Massacre of the fields

MANILA, Philippines--For some 10,000 farmers, workers and teachers who marched to Mendiola Friday to commemorate the massacre of 13 farmers 23 years ago at the historic Mendiola Bridge (now Don Chino Roces Bridge) in Manila, opened to the militants once again, it was a day meant to remember the past and to collect on unfulfilled promises for the future. J. Andrade & G. Cabacungan, Inquirer, Jan 22/10

We called it the Mendiola Massacre.
The yellow president saw it coming
this madness of hands toiling the land

this grief of feet on a stampede
with the promise of a woman that prayed
hard and harder so we would come to this:

justice as it is: land for the landless
justice as it is: job for the jobless
justice as it is: food for the hungry

those who have not known what it is
to live as they should as this homeland
has erased all means to define what life is.

We kicked out the delusions in the dictator
with the exorcism of our rage, our chant
for freedom the IED that scared him away

to Hawaii and to his sunset, ignominious as yet
his death the cheap politics of those who do not know
the meaning of staged grief for a land without love.
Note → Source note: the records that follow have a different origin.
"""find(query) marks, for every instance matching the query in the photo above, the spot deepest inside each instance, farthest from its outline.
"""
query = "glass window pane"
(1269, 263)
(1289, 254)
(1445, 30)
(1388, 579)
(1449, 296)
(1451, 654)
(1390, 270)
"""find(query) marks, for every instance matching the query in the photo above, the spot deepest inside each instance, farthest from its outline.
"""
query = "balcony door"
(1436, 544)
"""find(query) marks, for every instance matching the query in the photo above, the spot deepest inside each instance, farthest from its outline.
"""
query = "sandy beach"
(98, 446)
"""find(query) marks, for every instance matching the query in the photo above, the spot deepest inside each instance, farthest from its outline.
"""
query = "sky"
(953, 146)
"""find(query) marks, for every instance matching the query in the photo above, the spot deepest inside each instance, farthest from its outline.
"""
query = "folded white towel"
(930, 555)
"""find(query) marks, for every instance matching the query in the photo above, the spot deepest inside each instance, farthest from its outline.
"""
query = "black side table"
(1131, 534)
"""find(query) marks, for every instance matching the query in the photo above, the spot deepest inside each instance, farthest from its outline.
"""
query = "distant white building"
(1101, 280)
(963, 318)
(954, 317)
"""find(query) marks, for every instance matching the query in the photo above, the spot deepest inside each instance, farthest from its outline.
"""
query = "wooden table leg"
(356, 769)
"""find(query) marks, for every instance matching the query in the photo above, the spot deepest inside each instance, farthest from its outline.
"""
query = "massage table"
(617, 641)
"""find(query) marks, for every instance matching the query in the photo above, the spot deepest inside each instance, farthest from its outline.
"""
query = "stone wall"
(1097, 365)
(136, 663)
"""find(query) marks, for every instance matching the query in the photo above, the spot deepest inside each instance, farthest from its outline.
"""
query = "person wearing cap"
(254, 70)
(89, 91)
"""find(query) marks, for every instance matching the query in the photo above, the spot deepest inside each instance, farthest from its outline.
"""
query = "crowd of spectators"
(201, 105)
And so the farmers come to march once more,
follow the steps to the massacre of their comrades
and women and dreams, thirteen of them

claiming the victory that was theirs and there,
on the cemented pavement by the dirty bridge
there the perfect pictures reveal: slippers bloodied

bodies bloodied dreams bloodied
the night's anger comes with the hoarse
words coming to grief, final and useless.

The military's guns were more powerful
than the ammunitions of their faith, prayer, hopes
for peace, quiet, and all that we did not have

like the sacred moment to bury our dead
until the next massacre comes once more
until all this is over, this abduction in encore

of who we are, our names in their pockets
our names in their long list so we learn
how to be afraid, we learn how to die.